Let the sides be x, x+y, x+2y.

Then, by Pythagorean theom. \((x+2y)^2\) = \(x^2\) + \((x+2y)^2\)
Simplifying the above equation we get 3*(y/x)^2 + 2*(y/x) -1 = 0, solving the quadratic equation we get y=2x/3

Thus, the three sides are x, 5x/3, 7x/3 and the perimeter is 5x.

Now as the perimeter is less than 115 and the sides are integers both x and y will also be integers. Hence the possible values of the perimeter (5x) are 110, 105, 100......5. so the possible values for x are 22, 21, 20 ...... 1.

However, as y=2x/3 and y is an integer x should be a factor of 3.

Therefore, x can take the value of 3, 6, 9, 12, 15, 18, 21 i.e 7 possible values and hence 7 possible triangles.
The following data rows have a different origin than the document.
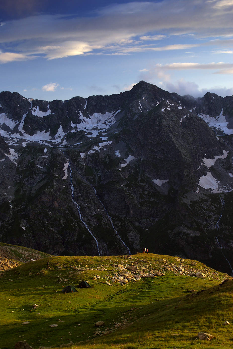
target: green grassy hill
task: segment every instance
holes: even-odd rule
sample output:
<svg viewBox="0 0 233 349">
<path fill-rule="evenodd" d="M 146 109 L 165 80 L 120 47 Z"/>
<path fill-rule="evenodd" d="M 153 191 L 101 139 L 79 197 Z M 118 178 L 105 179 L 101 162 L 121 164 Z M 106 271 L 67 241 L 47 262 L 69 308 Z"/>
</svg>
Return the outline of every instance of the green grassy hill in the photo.
<svg viewBox="0 0 233 349">
<path fill-rule="evenodd" d="M 132 265 L 139 270 L 122 267 Z M 192 276 L 199 272 L 206 277 Z M 195 261 L 152 254 L 31 261 L 0 278 L 0 347 L 26 340 L 36 349 L 69 343 L 85 349 L 228 349 L 233 344 L 231 279 Z M 83 280 L 92 288 L 61 292 Z M 95 327 L 100 321 L 104 325 Z M 201 341 L 199 332 L 214 338 Z"/>
<path fill-rule="evenodd" d="M 41 251 L 0 242 L 0 257 L 20 263 L 29 262 L 31 259 L 40 259 L 51 256 Z"/>
</svg>

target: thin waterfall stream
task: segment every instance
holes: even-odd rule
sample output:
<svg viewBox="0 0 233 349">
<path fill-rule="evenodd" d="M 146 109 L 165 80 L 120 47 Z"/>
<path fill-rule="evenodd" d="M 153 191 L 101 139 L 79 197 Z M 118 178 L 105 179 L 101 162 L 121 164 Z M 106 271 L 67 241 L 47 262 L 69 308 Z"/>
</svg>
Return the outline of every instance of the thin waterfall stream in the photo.
<svg viewBox="0 0 233 349">
<path fill-rule="evenodd" d="M 65 155 L 64 153 L 64 155 Z M 67 160 L 67 161 L 69 162 L 69 164 L 68 167 L 69 167 L 69 169 L 70 169 L 70 170 L 71 171 L 71 169 L 70 169 L 70 162 L 69 162 L 69 161 L 68 161 L 68 160 Z M 84 178 L 84 177 L 83 177 L 83 176 L 82 176 L 82 175 L 80 173 L 80 172 L 79 171 L 78 171 L 76 169 L 76 170 L 78 173 L 78 174 L 79 175 L 79 176 L 81 177 L 81 178 L 83 179 L 83 180 L 84 180 L 84 181 L 85 181 L 86 182 L 86 183 L 87 183 L 90 186 L 91 186 L 91 187 L 93 189 L 93 190 L 94 191 L 94 193 L 95 193 L 95 196 L 96 197 L 96 198 L 98 199 L 99 201 L 99 202 L 101 204 L 101 205 L 102 205 L 102 206 L 103 207 L 103 209 L 104 209 L 104 212 L 105 212 L 105 213 L 106 213 L 106 215 L 108 216 L 108 219 L 109 220 L 109 221 L 110 222 L 110 223 L 111 223 L 111 225 L 112 226 L 112 229 L 113 229 L 113 230 L 114 231 L 114 232 L 115 233 L 115 234 L 117 236 L 118 238 L 118 239 L 119 239 L 119 240 L 120 240 L 121 242 L 122 242 L 122 244 L 124 245 L 124 246 L 126 248 L 127 250 L 128 250 L 129 254 L 131 254 L 131 252 L 130 252 L 130 249 L 128 247 L 128 246 L 127 246 L 127 245 L 123 241 L 123 240 L 122 240 L 122 239 L 121 238 L 121 237 L 118 234 L 118 233 L 117 232 L 117 230 L 116 230 L 116 229 L 115 228 L 115 227 L 114 226 L 114 225 L 113 224 L 113 223 L 112 222 L 112 219 L 111 218 L 110 216 L 109 215 L 109 214 L 108 212 L 107 211 L 107 209 L 106 208 L 106 207 L 105 207 L 105 206 L 104 206 L 104 204 L 102 202 L 102 201 L 101 201 L 101 200 L 100 200 L 100 198 L 99 198 L 99 197 L 98 196 L 98 195 L 97 194 L 97 192 L 96 192 L 96 190 L 95 189 L 95 188 L 93 186 L 93 185 L 92 185 L 91 184 L 91 183 L 90 183 L 89 182 L 88 182 L 86 180 L 86 179 L 85 178 Z M 72 184 L 72 185 L 73 185 Z M 71 188 L 71 190 L 72 190 L 72 188 Z M 75 204 L 76 205 L 77 205 L 77 203 L 76 203 Z M 80 214 L 79 214 L 79 215 L 80 215 Z M 84 223 L 84 224 L 85 224 L 85 223 Z M 85 226 L 87 228 L 87 229 L 88 230 L 88 231 L 89 231 L 89 229 L 88 229 L 88 228 L 87 228 L 87 227 L 86 227 L 86 224 L 85 224 Z M 91 233 L 91 234 L 92 233 Z"/>
<path fill-rule="evenodd" d="M 225 205 L 225 202 L 224 200 L 223 200 L 223 199 L 222 199 L 222 198 L 220 198 L 220 201 L 221 201 L 221 203 L 222 203 L 222 210 L 221 210 L 221 212 L 220 213 L 220 217 L 219 217 L 219 218 L 218 218 L 218 220 L 217 222 L 217 223 L 216 223 L 216 224 L 215 225 L 215 229 L 217 230 L 217 231 L 218 231 L 218 230 L 219 229 L 219 225 L 218 224 L 219 224 L 219 221 L 220 221 L 220 220 L 221 219 L 221 218 L 222 218 L 222 213 L 223 213 L 223 209 L 224 209 L 224 205 Z M 226 257 L 226 256 L 223 253 L 223 246 L 222 246 L 222 245 L 221 245 L 221 244 L 218 241 L 218 238 L 217 237 L 217 236 L 215 236 L 215 242 L 216 243 L 216 244 L 217 245 L 217 246 L 221 250 L 221 252 L 222 252 L 222 253 L 223 254 L 223 255 L 224 256 L 224 258 L 225 258 L 225 259 L 227 261 L 227 262 L 228 263 L 228 264 L 229 265 L 229 266 L 230 267 L 230 268 L 231 268 L 231 275 L 232 275 L 232 276 L 233 276 L 233 269 L 232 269 L 232 267 L 231 266 L 231 265 L 230 262 L 228 260 L 227 258 Z"/>
<path fill-rule="evenodd" d="M 94 236 L 94 235 L 93 235 L 93 234 L 92 233 L 92 232 L 89 229 L 89 228 L 88 228 L 88 227 L 87 225 L 86 224 L 86 223 L 85 223 L 85 222 L 83 220 L 83 217 L 82 216 L 82 215 L 81 215 L 81 213 L 80 212 L 80 207 L 79 205 L 79 204 L 77 202 L 76 202 L 76 201 L 75 201 L 75 199 L 74 199 L 73 198 L 74 188 L 73 188 L 73 182 L 72 181 L 72 180 L 73 179 L 73 177 L 72 177 L 72 170 L 71 169 L 71 167 L 70 167 L 70 162 L 69 161 L 69 160 L 68 159 L 67 159 L 67 161 L 68 162 L 68 163 L 69 164 L 69 165 L 68 166 L 68 168 L 70 170 L 70 187 L 71 188 L 71 194 L 72 194 L 72 201 L 73 201 L 73 203 L 74 203 L 74 204 L 75 205 L 75 206 L 78 209 L 78 214 L 79 214 L 79 217 L 80 218 L 80 219 L 81 221 L 83 222 L 83 223 L 84 224 L 85 226 L 85 227 L 86 229 L 87 229 L 87 230 L 88 231 L 89 231 L 89 232 L 90 233 L 90 234 L 91 234 L 91 235 L 93 237 L 93 238 L 95 240 L 95 242 L 96 243 L 96 247 L 97 247 L 97 250 L 98 251 L 98 253 L 99 254 L 99 255 L 100 256 L 100 249 L 99 249 L 99 243 L 98 243 L 98 241 L 97 241 L 97 239 Z"/>
</svg>

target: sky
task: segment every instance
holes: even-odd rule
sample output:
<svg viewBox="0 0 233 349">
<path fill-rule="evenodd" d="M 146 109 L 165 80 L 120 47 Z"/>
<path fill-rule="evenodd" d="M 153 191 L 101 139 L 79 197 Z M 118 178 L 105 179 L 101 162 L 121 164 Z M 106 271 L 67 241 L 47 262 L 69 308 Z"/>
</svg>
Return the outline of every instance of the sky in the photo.
<svg viewBox="0 0 233 349">
<path fill-rule="evenodd" d="M 143 80 L 233 95 L 233 0 L 0 2 L 0 91 L 64 100 Z"/>
</svg>

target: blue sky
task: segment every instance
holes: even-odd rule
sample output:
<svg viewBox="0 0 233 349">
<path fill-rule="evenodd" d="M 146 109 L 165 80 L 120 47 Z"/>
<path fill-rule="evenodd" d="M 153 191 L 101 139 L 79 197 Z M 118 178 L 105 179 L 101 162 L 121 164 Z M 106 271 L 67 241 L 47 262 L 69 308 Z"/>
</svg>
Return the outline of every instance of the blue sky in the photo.
<svg viewBox="0 0 233 349">
<path fill-rule="evenodd" d="M 232 95 L 233 20 L 233 0 L 2 1 L 0 91 L 64 100 L 144 80 Z"/>
</svg>

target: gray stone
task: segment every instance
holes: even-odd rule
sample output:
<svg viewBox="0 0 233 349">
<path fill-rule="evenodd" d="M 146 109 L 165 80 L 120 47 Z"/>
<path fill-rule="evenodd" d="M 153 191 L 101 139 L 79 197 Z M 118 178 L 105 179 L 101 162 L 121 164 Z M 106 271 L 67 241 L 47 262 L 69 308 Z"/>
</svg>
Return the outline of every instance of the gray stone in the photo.
<svg viewBox="0 0 233 349">
<path fill-rule="evenodd" d="M 15 344 L 15 349 L 33 349 L 32 347 L 24 341 L 19 341 Z"/>
<path fill-rule="evenodd" d="M 203 340 L 211 341 L 213 338 L 213 336 L 209 333 L 206 333 L 204 332 L 199 332 L 197 337 L 199 339 Z"/>
</svg>

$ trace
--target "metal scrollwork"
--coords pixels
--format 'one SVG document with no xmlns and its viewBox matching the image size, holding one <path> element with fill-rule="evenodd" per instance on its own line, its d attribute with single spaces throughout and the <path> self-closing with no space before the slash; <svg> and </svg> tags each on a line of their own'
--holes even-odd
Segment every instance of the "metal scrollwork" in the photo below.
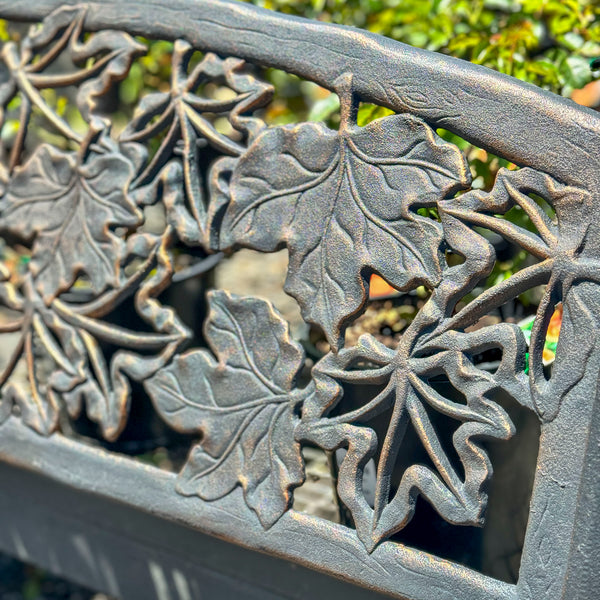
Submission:
<svg viewBox="0 0 600 600">
<path fill-rule="evenodd" d="M 0 331 L 19 339 L 0 373 L 0 418 L 18 412 L 48 436 L 61 415 L 85 410 L 115 440 L 136 381 L 169 426 L 200 437 L 177 492 L 212 502 L 241 487 L 265 530 L 290 509 L 293 489 L 304 481 L 300 450 L 307 443 L 345 450 L 337 491 L 369 553 L 408 524 L 419 496 L 450 523 L 481 525 L 492 476 L 485 442 L 515 432 L 497 394 L 551 423 L 595 346 L 593 337 L 575 335 L 598 320 L 586 292 L 600 283 L 589 190 L 535 166 L 501 170 L 491 191 L 470 189 L 467 159 L 435 131 L 438 113 L 427 118 L 429 109 L 409 102 L 410 112 L 422 114 L 359 127 L 356 105 L 365 93 L 349 74 L 330 85 L 341 99 L 338 131 L 322 123 L 267 127 L 257 111 L 270 102 L 272 87 L 241 59 L 211 52 L 198 58 L 183 39 L 174 42 L 168 91 L 145 96 L 115 134 L 102 99 L 146 47 L 120 31 L 86 33 L 87 10 L 59 8 L 20 46 L 6 43 L 1 52 L 9 73 L 0 86 L 2 119 L 14 98 L 20 104 L 1 173 L 0 232 L 31 255 L 19 276 L 0 265 L 0 299 L 12 315 Z M 65 57 L 74 70 L 63 72 Z M 230 93 L 205 94 L 210 82 Z M 70 85 L 78 86 L 85 131 L 75 131 L 41 93 Z M 401 94 L 401 86 L 394 89 Z M 34 114 L 64 138 L 62 146 L 31 151 Z M 233 134 L 215 126 L 215 115 Z M 152 204 L 164 209 L 159 233 L 144 229 Z M 515 206 L 527 228 L 505 218 Z M 533 258 L 467 302 L 497 258 L 483 230 Z M 186 349 L 191 332 L 158 299 L 172 282 L 175 245 L 203 255 L 287 247 L 285 290 L 330 347 L 308 383 L 297 384 L 304 350 L 281 315 L 257 298 L 210 292 L 209 348 Z M 460 260 L 447 261 L 447 253 Z M 371 335 L 345 343 L 374 273 L 400 291 L 430 291 L 395 348 Z M 82 282 L 84 299 L 73 293 Z M 529 356 L 517 325 L 474 327 L 540 285 L 546 288 Z M 137 324 L 112 324 L 108 316 L 131 300 Z M 558 302 L 564 322 L 548 377 L 542 351 Z M 495 370 L 475 360 L 492 349 L 501 356 Z M 438 376 L 456 394 L 436 388 Z M 348 385 L 367 390 L 351 411 L 343 408 Z M 379 391 L 371 393 L 374 386 Z M 441 443 L 432 411 L 455 423 L 458 463 Z M 378 439 L 369 421 L 382 414 L 389 418 Z M 411 464 L 392 485 L 409 426 L 430 466 Z M 363 490 L 371 459 L 374 502 Z"/>
</svg>

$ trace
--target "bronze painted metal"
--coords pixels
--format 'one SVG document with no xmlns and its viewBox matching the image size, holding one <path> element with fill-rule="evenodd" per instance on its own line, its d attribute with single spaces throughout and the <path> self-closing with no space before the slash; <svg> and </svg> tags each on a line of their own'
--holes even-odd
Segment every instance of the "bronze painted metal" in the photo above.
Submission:
<svg viewBox="0 0 600 600">
<path fill-rule="evenodd" d="M 18 97 L 20 114 L 2 166 L 0 230 L 7 243 L 31 248 L 26 273 L 15 278 L 3 267 L 0 284 L 12 314 L 2 332 L 19 340 L 0 374 L 4 460 L 398 598 L 596 597 L 597 113 L 445 56 L 235 2 L 0 0 L 0 17 L 41 21 L 1 53 L 2 106 L 6 111 Z M 144 55 L 136 35 L 175 41 L 172 78 L 114 133 L 102 100 Z M 195 50 L 204 54 L 190 67 Z M 63 70 L 65 57 L 73 69 Z M 273 90 L 251 63 L 335 91 L 339 130 L 321 123 L 265 126 L 256 111 Z M 206 97 L 210 82 L 231 94 Z M 68 85 L 78 89 L 83 132 L 42 93 Z M 360 101 L 397 114 L 359 127 Z M 60 144 L 26 151 L 33 114 L 45 118 Z M 235 135 L 220 133 L 214 114 Z M 439 127 L 518 168 L 501 170 L 490 192 L 472 189 L 465 156 L 438 136 Z M 164 231 L 144 230 L 149 205 L 162 206 Z M 504 218 L 514 207 L 529 227 Z M 484 230 L 531 260 L 465 303 L 496 261 Z M 288 249 L 285 290 L 331 347 L 308 383 L 296 383 L 302 347 L 259 298 L 210 292 L 208 347 L 189 347 L 190 331 L 158 298 L 173 277 L 175 244 L 207 254 Z M 461 260 L 448 262 L 448 253 Z M 345 344 L 372 273 L 399 290 L 431 290 L 394 349 L 370 335 Z M 73 290 L 82 280 L 90 294 L 77 301 Z M 526 373 L 527 346 L 516 325 L 474 325 L 540 285 L 546 287 Z M 107 316 L 132 298 L 134 325 L 111 324 Z M 548 377 L 542 352 L 559 302 L 563 325 Z M 109 356 L 106 345 L 114 348 Z M 492 349 L 501 356 L 495 370 L 474 359 Z M 464 401 L 436 388 L 432 380 L 440 376 Z M 132 382 L 143 385 L 170 427 L 200 439 L 176 478 L 78 448 L 56 433 L 61 421 L 85 411 L 107 440 L 118 438 Z M 366 390 L 364 402 L 344 411 L 349 384 Z M 379 391 L 371 393 L 375 385 Z M 411 521 L 418 497 L 452 524 L 483 524 L 493 467 L 486 443 L 506 443 L 515 432 L 499 395 L 541 424 L 515 585 L 390 540 Z M 458 463 L 432 411 L 456 424 Z M 378 438 L 369 421 L 380 415 L 387 425 Z M 393 482 L 408 427 L 430 464 L 410 464 Z M 300 448 L 307 443 L 346 450 L 337 492 L 354 529 L 291 509 L 305 477 Z M 363 489 L 371 459 L 372 502 Z M 92 485 L 90 471 L 100 464 L 113 480 Z"/>
</svg>

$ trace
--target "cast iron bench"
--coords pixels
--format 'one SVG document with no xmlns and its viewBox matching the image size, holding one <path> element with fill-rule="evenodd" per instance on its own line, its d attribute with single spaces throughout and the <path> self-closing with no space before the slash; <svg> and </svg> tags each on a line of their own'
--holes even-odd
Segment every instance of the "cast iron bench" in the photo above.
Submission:
<svg viewBox="0 0 600 600">
<path fill-rule="evenodd" d="M 30 254 L 21 271 L 3 265 L 0 283 L 11 348 L 0 374 L 3 552 L 119 598 L 597 597 L 597 113 L 447 56 L 225 0 L 0 0 L 0 17 L 42 23 L 2 49 L 3 118 L 16 110 L 19 128 L 0 229 Z M 175 42 L 171 82 L 111 128 L 111 94 L 146 52 L 134 36 Z M 266 127 L 273 90 L 253 65 L 337 93 L 339 130 Z M 205 93 L 211 83 L 230 93 Z M 78 128 L 44 92 L 69 86 Z M 395 114 L 358 127 L 360 102 Z M 32 116 L 48 132 L 37 147 Z M 490 192 L 472 189 L 466 158 L 438 129 L 515 168 Z M 162 207 L 161 231 L 144 228 L 148 206 Z M 513 207 L 530 227 L 503 218 Z M 494 266 L 486 231 L 531 259 L 461 302 Z M 175 249 L 284 247 L 286 291 L 330 347 L 311 372 L 264 300 L 210 292 L 195 308 L 203 334 L 165 300 Z M 394 349 L 369 335 L 344 344 L 373 273 L 430 290 Z M 528 359 L 514 323 L 474 327 L 542 285 Z M 559 303 L 549 376 L 542 352 Z M 494 368 L 476 360 L 485 352 Z M 194 438 L 178 474 L 110 450 L 132 390 Z M 521 433 L 537 455 L 518 579 L 423 549 L 418 531 L 406 541 L 425 510 L 451 524 L 450 539 L 489 533 L 486 518 L 502 512 L 490 500 L 486 514 L 492 466 L 519 465 L 497 449 L 514 448 L 528 422 L 513 414 L 534 422 Z M 72 434 L 82 418 L 109 449 Z M 423 460 L 404 445 L 409 431 Z M 345 451 L 345 524 L 291 507 L 303 445 Z"/>
</svg>

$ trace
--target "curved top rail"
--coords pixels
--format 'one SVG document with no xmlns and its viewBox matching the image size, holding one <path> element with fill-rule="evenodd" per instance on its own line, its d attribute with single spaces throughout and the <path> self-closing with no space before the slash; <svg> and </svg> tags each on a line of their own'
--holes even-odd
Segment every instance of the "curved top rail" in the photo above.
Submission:
<svg viewBox="0 0 600 600">
<path fill-rule="evenodd" d="M 0 0 L 0 16 L 39 20 L 75 0 Z M 230 0 L 92 0 L 85 25 L 163 39 L 284 69 L 336 88 L 350 74 L 361 99 L 418 115 L 516 164 L 600 188 L 600 115 L 534 85 L 351 27 Z M 185 18 L 182 18 L 185 15 Z M 235 31 L 235 35 L 223 35 Z"/>
</svg>

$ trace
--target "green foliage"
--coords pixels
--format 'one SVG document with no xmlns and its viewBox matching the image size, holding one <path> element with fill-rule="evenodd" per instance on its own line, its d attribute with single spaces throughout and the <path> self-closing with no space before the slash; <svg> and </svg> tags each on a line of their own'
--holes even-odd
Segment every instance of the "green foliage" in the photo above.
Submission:
<svg viewBox="0 0 600 600">
<path fill-rule="evenodd" d="M 253 0 L 368 29 L 570 95 L 600 55 L 597 0 Z"/>
</svg>

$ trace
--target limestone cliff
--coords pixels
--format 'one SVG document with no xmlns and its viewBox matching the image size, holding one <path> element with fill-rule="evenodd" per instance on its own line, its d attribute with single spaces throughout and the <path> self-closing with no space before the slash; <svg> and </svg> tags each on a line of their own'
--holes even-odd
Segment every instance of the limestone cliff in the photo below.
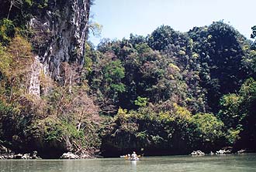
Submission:
<svg viewBox="0 0 256 172">
<path fill-rule="evenodd" d="M 29 23 L 43 71 L 55 80 L 63 80 L 61 62 L 74 63 L 78 71 L 83 65 L 91 3 L 91 0 L 49 0 L 47 8 Z M 36 94 L 38 92 L 33 90 L 39 90 L 36 75 L 32 74 L 29 89 Z"/>
</svg>

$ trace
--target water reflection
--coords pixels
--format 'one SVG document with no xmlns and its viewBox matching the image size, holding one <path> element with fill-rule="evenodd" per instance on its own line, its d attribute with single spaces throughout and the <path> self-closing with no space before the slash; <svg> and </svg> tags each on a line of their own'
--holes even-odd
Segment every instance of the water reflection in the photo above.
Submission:
<svg viewBox="0 0 256 172">
<path fill-rule="evenodd" d="M 251 172 L 256 169 L 256 154 L 192 157 L 156 157 L 141 160 L 106 158 L 77 160 L 0 160 L 0 172 L 113 172 L 186 171 Z"/>
</svg>

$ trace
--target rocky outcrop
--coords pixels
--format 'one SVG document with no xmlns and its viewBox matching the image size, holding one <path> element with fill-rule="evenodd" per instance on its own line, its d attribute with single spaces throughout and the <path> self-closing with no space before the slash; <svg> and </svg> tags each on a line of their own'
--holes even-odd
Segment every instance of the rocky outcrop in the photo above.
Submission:
<svg viewBox="0 0 256 172">
<path fill-rule="evenodd" d="M 30 20 L 29 25 L 34 31 L 32 42 L 42 71 L 55 80 L 62 81 L 61 62 L 74 63 L 78 71 L 83 65 L 91 3 L 91 0 L 49 0 L 47 8 Z M 34 72 L 29 90 L 38 94 L 38 72 Z"/>
<path fill-rule="evenodd" d="M 37 156 L 37 151 L 33 151 L 31 153 L 2 153 L 0 154 L 0 160 L 8 160 L 8 159 L 23 159 L 23 160 L 31 160 L 31 159 L 40 159 L 40 157 Z"/>
</svg>

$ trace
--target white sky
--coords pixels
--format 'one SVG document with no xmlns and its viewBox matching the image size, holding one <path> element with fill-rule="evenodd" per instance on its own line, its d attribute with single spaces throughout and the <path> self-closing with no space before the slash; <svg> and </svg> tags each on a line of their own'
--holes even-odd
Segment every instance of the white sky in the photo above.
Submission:
<svg viewBox="0 0 256 172">
<path fill-rule="evenodd" d="M 187 32 L 222 19 L 250 38 L 255 8 L 256 0 L 95 0 L 91 15 L 103 29 L 101 38 L 89 39 L 97 45 L 102 38 L 147 35 L 161 25 Z"/>
</svg>

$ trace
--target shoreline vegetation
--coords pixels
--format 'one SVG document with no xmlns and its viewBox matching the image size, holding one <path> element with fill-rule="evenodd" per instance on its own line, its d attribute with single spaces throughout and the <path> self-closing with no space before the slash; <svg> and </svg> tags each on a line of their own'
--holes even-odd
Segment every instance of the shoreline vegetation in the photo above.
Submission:
<svg viewBox="0 0 256 172">
<path fill-rule="evenodd" d="M 256 42 L 231 25 L 161 25 L 95 47 L 92 1 L 2 3 L 1 156 L 256 152 Z"/>
</svg>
Please help me identify where i went wrong.


Hi prashant17p,
Welcome to GMAT Club.
Highlighted portion is wrong.
It should be \((x+2y)^2\)=\(x^2\)+\((x+y)^2\)
Also, At most one of its sides is a multiple of 10 implies NOT MORE THAN ONE of the sides of the right angled triangle is a multiple of 10. You need to take care of this statement while determining possible combinations of 3 sides of the right angled triangles.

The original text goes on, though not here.